God has not changed. He is still the God of the mighty hand and outstretched arm. And in our most difficult challenges and most desperate needs, He is willing and able to stretch forth His mighty hand and bring about salvation and deliverance for us. Many years ago I was in a tight spot. I had felt led to quit my job in Missouri and move to Albuquerque, New Mexico. It was either an incredible step of faith, or a huge act of folly. I had a wife and four children to support and my wife was pregnant with our fifth. I had one hope of a job that would pay enough to support us. I had a teaching degree and hoped to get a job as a school teacher.

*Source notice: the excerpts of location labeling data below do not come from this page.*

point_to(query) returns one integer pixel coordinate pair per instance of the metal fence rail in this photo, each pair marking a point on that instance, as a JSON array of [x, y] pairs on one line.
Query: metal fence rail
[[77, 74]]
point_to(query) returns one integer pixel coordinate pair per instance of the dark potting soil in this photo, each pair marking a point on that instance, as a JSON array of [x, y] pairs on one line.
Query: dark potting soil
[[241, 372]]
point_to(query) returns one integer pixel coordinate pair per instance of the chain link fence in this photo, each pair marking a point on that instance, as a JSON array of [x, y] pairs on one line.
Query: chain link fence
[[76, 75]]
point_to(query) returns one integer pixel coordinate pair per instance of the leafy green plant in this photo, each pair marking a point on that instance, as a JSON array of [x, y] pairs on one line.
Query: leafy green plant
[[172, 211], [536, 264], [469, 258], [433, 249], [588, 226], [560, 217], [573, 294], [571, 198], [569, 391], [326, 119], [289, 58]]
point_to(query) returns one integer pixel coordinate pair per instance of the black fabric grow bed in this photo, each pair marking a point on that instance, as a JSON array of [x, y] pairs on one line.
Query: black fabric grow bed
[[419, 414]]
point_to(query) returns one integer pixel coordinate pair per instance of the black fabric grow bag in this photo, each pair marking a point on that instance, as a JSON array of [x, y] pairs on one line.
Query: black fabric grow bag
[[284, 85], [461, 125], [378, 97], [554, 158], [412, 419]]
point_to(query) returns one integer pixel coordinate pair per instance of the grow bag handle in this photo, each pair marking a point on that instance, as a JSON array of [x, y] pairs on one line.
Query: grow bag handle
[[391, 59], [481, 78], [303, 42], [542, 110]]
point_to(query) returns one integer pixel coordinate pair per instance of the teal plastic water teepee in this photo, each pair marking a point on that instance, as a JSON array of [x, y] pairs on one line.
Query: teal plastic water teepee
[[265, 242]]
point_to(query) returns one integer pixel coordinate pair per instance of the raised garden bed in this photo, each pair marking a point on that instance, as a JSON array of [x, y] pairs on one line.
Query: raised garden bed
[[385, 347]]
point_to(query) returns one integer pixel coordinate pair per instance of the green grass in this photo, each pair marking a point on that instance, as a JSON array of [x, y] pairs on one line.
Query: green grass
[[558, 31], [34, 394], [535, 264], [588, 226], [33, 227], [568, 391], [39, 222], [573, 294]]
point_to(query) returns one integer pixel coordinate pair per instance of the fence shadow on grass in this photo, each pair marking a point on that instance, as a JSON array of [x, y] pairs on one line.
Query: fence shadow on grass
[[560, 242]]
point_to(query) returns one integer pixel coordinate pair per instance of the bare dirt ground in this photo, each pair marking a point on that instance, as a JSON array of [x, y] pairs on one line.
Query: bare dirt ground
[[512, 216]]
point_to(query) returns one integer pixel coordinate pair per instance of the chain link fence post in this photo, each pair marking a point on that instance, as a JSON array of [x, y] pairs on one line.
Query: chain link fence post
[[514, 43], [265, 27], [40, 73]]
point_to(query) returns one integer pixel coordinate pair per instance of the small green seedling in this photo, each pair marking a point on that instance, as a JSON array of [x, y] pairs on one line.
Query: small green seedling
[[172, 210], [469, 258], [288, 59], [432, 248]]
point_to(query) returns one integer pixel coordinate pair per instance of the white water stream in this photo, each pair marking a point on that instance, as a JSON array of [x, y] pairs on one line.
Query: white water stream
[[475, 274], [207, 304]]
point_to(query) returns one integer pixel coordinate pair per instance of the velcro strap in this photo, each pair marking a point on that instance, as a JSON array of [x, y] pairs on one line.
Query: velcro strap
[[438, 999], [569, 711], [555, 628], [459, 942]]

My wife and three of my children stayed with a friend in Missouri, while my oldest daughter and I stayed with friends in Albuquerque.

There were a few possibilities, but they did not pan out, and by the time school started I still did not have a job. Our family was in essence homeless, and we didn’t have a penny to pay for the new baby on the way. Our situation was bleak. But a couple of weeks after school started I was called by a principal and offered a teaching position. She still had a vacant position that was presently being filled by a substitute. By this time my wife and our other four children had come to Albuquerque and were living with another couple. We all went out to a pizza restaurant and celebrated God’s faithfulness and my new job. As we entered church on that Wednesday evening, I heard them singing the song, “Fear not, for I am with you…” Chills went through me, and I knew God was telling me that getting this job at this unlikely time was His doing. Although I had been in an impossible situation, He had done for me what He has done so many times before. He had delivered me by His “mighty hand and outstretched arm.”

But as wonderful as our own personal stories of deliverance are, the death and resurrection of Jesus Christ is the greatest example in all of history of God’s deliverance by His mighty hand and outstretched arm. The Psalmist foresaw this event prophetically and exulted: “OH, sing to the LORD a new song! For He has done marvelous things; His right hand and His holy arm have gained Him the victory” (Psalm 98:1). To use Isaiah’s terminology, in Jesus Christ God has “made bare His holy arm.”